С точки зрения этих требований меньше всего могли удовлетворять Чернышевского те эпохи мировой литературы, которые в той или другой степени и форме отражали завершенность, равновесие того или другого общественного строя.
«Мы привыкли искать в лирической поэзии, — писал Чернышевский, — пафоса, пламенного одушевления, задушевного чувства, глубокой скорби или страстной жизни. Ничего подобного нет у Горация, — пафос его поэзии выражается знаменитою одою его к Лицинию:
Пафос поэзии Горация, — продолжал Чернышевский, — мудрое правило, внушаемое баснею Крылова «Водолазы», из которых один, слишком державшийся берегов, едва доставал себе насущный хлеб, собирая дрянные раковины, другой, захотевший искать бесчисленных сокровищ в пучинах океана, утонул, а третий, избравший местом своих поисков место, где было ни глубоко, ни мелко, наловил множество жемчуга, — нравоучение очень пригодное для житейских дел, но вовсе не поэтическое»{101}.
Далее:
«Гораций — защитник нравственности, но какой нравственности? Умеренной, уступчивой, снисходительной, допускающей все на свете: и вино, и разврат, но только в приличном, благопристойном виде, насколько вино и разврат не вредят здоровью, денежным делам и добропорядочному имени. Такова его поэзия во всем: и в любви, и в гражданских доблестях, и в патриотизме, — во всем он воспевает «умеренность и аккуратность» — он поэт житейской мудрости».

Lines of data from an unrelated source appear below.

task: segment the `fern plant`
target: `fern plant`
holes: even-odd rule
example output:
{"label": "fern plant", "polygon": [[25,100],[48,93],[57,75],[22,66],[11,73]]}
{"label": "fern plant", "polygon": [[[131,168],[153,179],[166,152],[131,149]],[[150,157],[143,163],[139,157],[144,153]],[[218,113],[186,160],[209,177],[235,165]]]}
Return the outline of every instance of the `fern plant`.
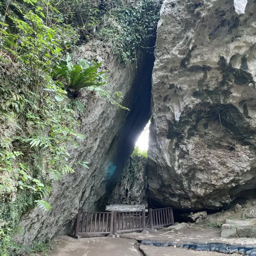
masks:
{"label": "fern plant", "polygon": [[102,62],[91,64],[84,60],[74,64],[70,55],[67,54],[64,60],[53,68],[51,75],[53,80],[63,83],[70,97],[76,98],[85,88],[106,84],[107,72],[98,71],[102,65]]}

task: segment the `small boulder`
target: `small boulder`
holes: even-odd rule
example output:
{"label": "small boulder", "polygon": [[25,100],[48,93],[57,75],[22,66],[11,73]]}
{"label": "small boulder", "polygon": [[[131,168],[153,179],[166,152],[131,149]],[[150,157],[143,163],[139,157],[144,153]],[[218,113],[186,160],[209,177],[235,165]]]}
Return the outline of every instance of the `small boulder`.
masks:
{"label": "small boulder", "polygon": [[188,229],[188,228],[190,228],[190,227],[188,224],[188,223],[185,223],[185,222],[182,222],[182,223],[179,223],[175,226],[170,226],[168,228],[164,228],[164,230],[180,230],[184,229]]}
{"label": "small boulder", "polygon": [[221,227],[222,237],[238,237],[235,226],[223,224]]}
{"label": "small boulder", "polygon": [[255,206],[245,209],[243,213],[243,218],[256,218],[256,206]]}
{"label": "small boulder", "polygon": [[193,214],[193,212],[191,212],[190,215],[192,220],[196,222],[196,220],[198,219],[201,219],[202,220],[206,219],[207,216],[207,213],[205,211],[198,212],[194,214]]}
{"label": "small boulder", "polygon": [[238,204],[236,204],[236,205],[235,206],[235,212],[239,212],[242,210],[242,206]]}

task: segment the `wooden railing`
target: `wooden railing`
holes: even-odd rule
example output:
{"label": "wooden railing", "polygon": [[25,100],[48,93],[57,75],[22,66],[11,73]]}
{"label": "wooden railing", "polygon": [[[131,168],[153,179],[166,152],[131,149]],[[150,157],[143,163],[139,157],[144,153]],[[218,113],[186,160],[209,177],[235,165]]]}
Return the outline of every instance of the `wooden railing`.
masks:
{"label": "wooden railing", "polygon": [[148,211],[150,229],[174,224],[173,212],[172,207],[149,209]]}
{"label": "wooden railing", "polygon": [[72,230],[68,234],[78,239],[102,236],[113,233],[114,212],[81,212],[78,210]]}
{"label": "wooden railing", "polygon": [[70,236],[78,239],[80,236],[90,237],[104,236],[114,237],[118,234],[142,231],[174,224],[172,207],[148,210],[146,223],[145,210],[136,212],[82,212],[79,210]]}
{"label": "wooden railing", "polygon": [[114,212],[114,234],[142,231],[146,229],[145,211]]}

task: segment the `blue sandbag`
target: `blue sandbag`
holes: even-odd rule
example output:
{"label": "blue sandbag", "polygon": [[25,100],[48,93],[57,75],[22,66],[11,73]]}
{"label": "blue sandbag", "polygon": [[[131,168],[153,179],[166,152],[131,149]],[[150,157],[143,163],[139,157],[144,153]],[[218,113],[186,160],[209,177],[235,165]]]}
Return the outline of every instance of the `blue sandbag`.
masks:
{"label": "blue sandbag", "polygon": [[155,246],[157,246],[157,247],[160,247],[160,244],[161,244],[161,243],[160,242],[159,242],[155,241],[155,242],[154,242],[153,244]]}
{"label": "blue sandbag", "polygon": [[229,246],[229,253],[235,253],[238,252],[238,248],[236,245],[231,245]]}
{"label": "blue sandbag", "polygon": [[195,250],[195,245],[194,244],[190,244],[188,249],[188,250]]}
{"label": "blue sandbag", "polygon": [[248,254],[249,254],[250,253],[251,253],[251,252],[252,252],[251,248],[248,248],[247,247],[245,247],[244,249],[245,249],[245,251],[244,251],[245,255],[248,255]]}
{"label": "blue sandbag", "polygon": [[143,240],[141,241],[140,244],[144,245],[152,245],[153,242],[152,240]]}
{"label": "blue sandbag", "polygon": [[177,248],[182,247],[184,245],[184,244],[181,244],[180,243],[178,243],[176,244],[176,247]]}
{"label": "blue sandbag", "polygon": [[222,253],[229,253],[229,246],[227,246],[226,244],[220,246],[219,248],[218,252]]}
{"label": "blue sandbag", "polygon": [[238,252],[242,255],[244,255],[245,253],[245,248],[244,247],[238,247]]}
{"label": "blue sandbag", "polygon": [[177,242],[170,242],[168,243],[168,246],[174,246],[174,245],[176,245]]}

Не менее гневно, чем к эпикуреизму Горация, относился Чернышевский и к олимпийству Гете. Он высоко ценил «Фауста», считал его «самым драматическим произведением из всех мне известных и самым безукоризненным по строгой художественности форм: нельзя найти там ни одного слова, которое не было бы необходимо и не было бы на своем месте; и как страшно и необходимо развивается перед вами драма». Ценил Чернышевский и некоторые другие произведения Гетепериода «бури и натиска».
Но олимпийство Гете было решительно враждебно Чернышевскому.
«От Гете никому не было ни тепло, ни холодно, он равно заботлив и утонченно деликатен к каждому, к Гете может являться каждый, каковы бы ни были его права на нравственное уважение».
И он противопоставлял Гете писателей, которые:
«… не держат открытого стола для каждого встречного поперечного; он, если сядет за их стол, будет давиться каждым куском и смущаться от каждого слова; и, убежав с этой тяжелой беседы, вечно будет поминать лихом сурового хозяина».
Он ценит поэзию, которая способна «возбудить во многих вражду к себе». У этих художников, «…если у них есть враги, то есть и многочисленные друзья; и никогда незлобивый поэт не может — иметь таких страстных почитателей, как тот, кто… пылает горячей ненавистью ко всему низкому, пошлому и пагубному; кто «враждебным словом отрицания» против всего гнусного «проповедует любовь» к добру и правде. Кто гладит по шерсти всех и все, тот, кроме себя, не любит никого и ничего, кем довольны все, тот не делает ничего доброго потому, что добро невозможно без оскорбления зла»{102}.
Ясно, что всем этим намечаются элементы нового стиля литературы, которая стояла бы на уровне революционных задач эпохи. Современная Чернышевскому русская литература противостояла этим требованиям нового стиля, как нечто косно-враждебное. С глубочайшим и естественным пессимизмом относился Чернышевский к тому содержанию, которое подносила ему современная литература. «Ревизора» и «Мертвые души» он считал высшими достижениями русской литературы, в частности о «Мертвых душах» он писал, что это «колоссальнейшее из первостепенных произведений русской литературы», и тут же добавлял:
«Мы восхищаемся и поучаемся «Горем от ума», «Ревизором», «Мертвыми душами», как произведениями, в которых полно и верно отразилась — наша жизнь; а французы, англичане, немцы о произведениях своей литературы, в которых жизнь общества была бы воспроизведена в тех границах, как в «Ревизоре» и «Мертвых душах», сказали бы, что они отражают жизнь очень неполно и отрывочно, — они сказали бы даже, что это — произведения очень отвлеченные от жизни».
Новая эпоха и новый класс, которые говорили устами Чернышевского, не могли быть удовлетворены ни художественной формой Пушкина, Гоголя и Тургенева, ни общим мировоззрением, определявшим содержание их произведений, — они требовали гораздо большего.
Образом Гоголя, великого художника, погибшего под бременем неспособности сочетать свое художественное восприятие действительности с ее критическим осмыслением и погибшего в трясинах мистики, Чернышевский как бы предупреждал современное поколение художников, что ни художественный талант, ни критическое отношение к отдельным областям жизни не спасут их от краха, если они не проникнутся мировоззрением, — которое способно обнять и объяснить весь ход жизненного процесса.